Davis often found sanctuary in the city’s basement level record stores as well as Boston’s premier acoustic music clubs where she made fans and friends of local stage veterans Vance Gilbert, Cheryl Wheeler, Josh Ritter, and indie rock’s parade float princess, Mary Lou Lord.

“In a way, they’re all still with me today,” says Davis, “I was part of a real music community there. My story was just like theirs. We all knew we were on a path to find something and for that moment, we were all in the same place.”

Because Davis has been swayed by so many different types of music, her style is difficult to file and will not languorously rest amid broader musical genres. "My slant on acoustic music can be explained by a mixed cassette tape that my father played during my early childhood while driving in our family’s Chevy Cavalier station wagon we nicknamed Iggy. On one side of the cassette was the soundtrack for the film The Big Chill. On the other was John Hartford’s “Areoplane”." Today Davis describes her music as ‘Motown-Banjo’.

Davis has lent her voice to countless recordings for friends, film soundtracks, and even video games,  but it is her intuitive and empathetic understanding of folk music—“the music of folks” as she calls it, and her original and thoughtful songwriting voice that has earned her fans around the U.S.

Recently she has collaborated in the critically acclaimed supergroupThe Sweetwater Warblers. https://sweetwaterwarblers.com/Comprised of Rachael Davis, Lindsay Lou, and May Erlewine, all three premiere Michigan-grown songbirds.
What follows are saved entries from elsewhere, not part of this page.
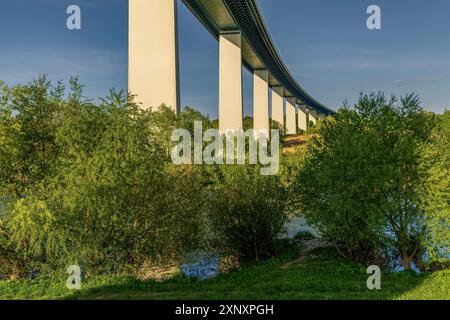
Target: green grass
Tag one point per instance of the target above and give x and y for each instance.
(324, 276)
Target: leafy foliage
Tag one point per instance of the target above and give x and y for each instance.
(436, 200)
(360, 182)
(91, 184)
(247, 212)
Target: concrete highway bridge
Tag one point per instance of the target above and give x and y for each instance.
(243, 40)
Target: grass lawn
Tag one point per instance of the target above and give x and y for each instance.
(322, 276)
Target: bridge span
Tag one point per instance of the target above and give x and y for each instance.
(243, 39)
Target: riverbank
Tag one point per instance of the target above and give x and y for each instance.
(322, 275)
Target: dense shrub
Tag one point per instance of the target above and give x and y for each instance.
(90, 184)
(360, 183)
(436, 199)
(247, 212)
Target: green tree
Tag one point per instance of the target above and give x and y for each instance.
(436, 200)
(360, 182)
(246, 212)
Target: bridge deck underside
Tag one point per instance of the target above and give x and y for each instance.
(258, 50)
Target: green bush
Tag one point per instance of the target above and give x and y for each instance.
(360, 183)
(247, 212)
(91, 184)
(436, 199)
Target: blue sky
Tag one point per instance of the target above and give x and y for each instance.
(325, 44)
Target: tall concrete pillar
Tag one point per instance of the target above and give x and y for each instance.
(230, 82)
(278, 105)
(291, 115)
(313, 116)
(153, 52)
(303, 118)
(261, 102)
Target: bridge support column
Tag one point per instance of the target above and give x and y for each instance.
(261, 102)
(313, 116)
(230, 82)
(278, 105)
(291, 116)
(153, 53)
(303, 118)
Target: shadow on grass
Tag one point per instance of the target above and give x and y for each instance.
(324, 275)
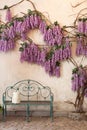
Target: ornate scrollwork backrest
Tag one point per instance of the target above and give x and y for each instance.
(29, 89)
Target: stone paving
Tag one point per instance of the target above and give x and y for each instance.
(42, 123)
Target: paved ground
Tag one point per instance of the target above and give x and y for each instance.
(42, 123)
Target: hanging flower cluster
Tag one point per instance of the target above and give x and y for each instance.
(19, 27)
(79, 79)
(82, 37)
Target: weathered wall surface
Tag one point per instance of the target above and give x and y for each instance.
(12, 70)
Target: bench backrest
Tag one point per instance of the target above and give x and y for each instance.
(29, 90)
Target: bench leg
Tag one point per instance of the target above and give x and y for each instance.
(27, 113)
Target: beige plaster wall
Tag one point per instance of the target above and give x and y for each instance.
(12, 70)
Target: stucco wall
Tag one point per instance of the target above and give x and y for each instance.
(12, 70)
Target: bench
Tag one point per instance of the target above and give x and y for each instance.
(32, 93)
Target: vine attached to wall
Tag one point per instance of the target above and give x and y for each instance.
(57, 48)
Rachael Davis now lives in Nashville, Tennessee with her husband, critically acclaimed bassist, Dominic John Davis, https://dominicjohndavis.com/ with whom she performs as The Davis Duo. Together they cultivate a diverse community steeped in music, art, travel and love, and are raising a son and daughter at the center of it all.


Short Bio

Rachael Davis is felt before she is seen or heard, like a pressure drop or a disturbance in the force. The room suddenly gets...jollier.  Peals of uproarious laughter inevitably follow, from her and from those around her.  Exclamations of "HOLY CRAP!" descend like little hailstorms of love and mirth.  And when she stops telling stories about her beloved family or her crazy life long enough to sing a song, you feel the resonations of her deeply empathetic message deep in your subconscious:  this is music for healing, for realizing darkness exists but never letting it run your business.  For more than 30 years, starting back with her family band in the north woods of Michigan, for formative years in the Boston music scene, and continuing into the present as a beloved Nashville fixture, Rachael has been weaving orbs of commanding melody, ensnaring enraptured audiences around the nation, whether alone, or with any number of collaborators, including vocal nightingale trio the Sweet Water Warblers, and her husband Dominic John Davis, master of the bass (as opposed to bassmaster). Before you get the impression it's all fun and games....listen closer.  There is a serious dedication to craft in her near-operatic vocals, her guitar work, her banjo scholarship, and her commitment to the language and traditions of folk music, while pushing it to new fresh places. 

Rachael Davis recordings are rare in this stage of life, having dedicated more time to both the art of performance and the art of raising her frankly delightful children, but a few have escaped: Minor League Deities (2000), Live In Bremen, Germany (2004), Antebellum Queens (2008), Bandbox Jubilee (2014), plus releases with Shout Sister Shout! (2008) and The Sweet Water Warblers (2020). And, great news, more recordings are coming very soon!  A new compilation released in November of 2023 called A Few Good Ones is available now and contains two unreleased songs from about a decade ago that were recently unearthed, and brand new sessions are under way for a long-awaited upcoming release . 

 The world needs more Rachael Davis music, and Rachael Davis needs more of the world, to put down their sorrows and raise a communal voice in celebration of the hilarious beauty of life.  You know how something embarrassing or awful happens, and we say, oh we'll laugh about it later?  Rachael knows life is short:  laugh now.